Identifying Fakeouts in Technical Analysis
In the scope of technical analysis, a scenario when the price moves beyond the level of support or resistance only to come back to the original position is known as a fakeout. In trading, fakeouts can hinder your ability to make accurate trades. Understanding fakeouts helps keep losses in check. This is how to spot them:
1. Detecting a False Breakout
When a certain price level is breached because of a lack of guarantee, a fakeout occurs. Take, for example, when a price breaks a particular support level but comes back to where it started. The basic premise in this case is that movement through that level must be gradual, not sudden, so look for a candle that has broken the level but closed inside it.
2. Volume Analysis
Volume analysis is one of the most helpful techniques to confirm a certain fakeout situation. Breakouts which are genuine most often have volume rushing to verify it and give it importance. The same should happen with more prominent breakouts, considering there has been no volume coming with a value. Without an appreciable gain in volume, a price increase or a move to higher prices will most likely be a fakeout.

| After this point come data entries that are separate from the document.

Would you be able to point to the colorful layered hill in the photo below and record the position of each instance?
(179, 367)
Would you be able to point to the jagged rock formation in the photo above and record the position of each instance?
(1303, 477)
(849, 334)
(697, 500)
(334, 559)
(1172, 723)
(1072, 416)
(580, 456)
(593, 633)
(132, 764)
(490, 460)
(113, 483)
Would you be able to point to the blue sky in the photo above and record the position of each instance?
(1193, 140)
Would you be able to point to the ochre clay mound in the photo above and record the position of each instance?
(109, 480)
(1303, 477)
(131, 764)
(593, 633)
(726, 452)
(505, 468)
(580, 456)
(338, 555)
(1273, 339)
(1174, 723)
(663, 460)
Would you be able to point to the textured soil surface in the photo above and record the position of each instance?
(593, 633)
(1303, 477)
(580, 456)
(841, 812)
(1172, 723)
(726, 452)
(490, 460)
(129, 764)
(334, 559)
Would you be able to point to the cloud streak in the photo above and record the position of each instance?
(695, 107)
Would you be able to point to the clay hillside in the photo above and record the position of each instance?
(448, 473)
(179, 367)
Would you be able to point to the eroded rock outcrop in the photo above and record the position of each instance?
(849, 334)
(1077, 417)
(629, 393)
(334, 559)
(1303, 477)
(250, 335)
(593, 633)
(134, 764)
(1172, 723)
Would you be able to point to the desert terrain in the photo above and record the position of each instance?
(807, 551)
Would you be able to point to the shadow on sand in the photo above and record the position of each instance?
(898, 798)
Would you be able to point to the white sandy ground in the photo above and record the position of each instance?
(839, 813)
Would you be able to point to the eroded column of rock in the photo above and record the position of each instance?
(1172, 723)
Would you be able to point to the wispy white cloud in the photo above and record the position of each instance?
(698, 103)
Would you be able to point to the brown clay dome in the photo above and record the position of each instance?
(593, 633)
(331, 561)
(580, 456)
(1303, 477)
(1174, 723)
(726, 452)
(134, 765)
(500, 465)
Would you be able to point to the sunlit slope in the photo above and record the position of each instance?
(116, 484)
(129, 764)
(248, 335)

3. Confirmation of Price Action
Usually, in a real breakout, the price moves in the direction of the breakout after a brief period of consolidation. In a fakeout, there is usually a reversal of some sort, most likely a reversal pullback in the case of a breakout. Such a reversal can be identified using candlestick patterns such as a pin bar or an engulfing candle.
4. Support and Resistance Points
Significant support and resistance levels tend to witness a lot of fakes. An attempt to break through these levels only to return back to the range should be monitored closely. After a few candles, not being able to maintain the breakout level is a strong signal of a fakeout.
5. Use Indicators for Confirmation
Confirmation of price action through indicators such as RSI and MACD is also helpful. A breakout of the level – where price is breaking but indicator is not (for example RSI not leaving the ground-mid position) – also can be a fakeout.
By being on the lookout for price retracement, low volume, and confirmation by the indicators, avoiding being trapped by fakeouts becomes more plausible and improves decision-making.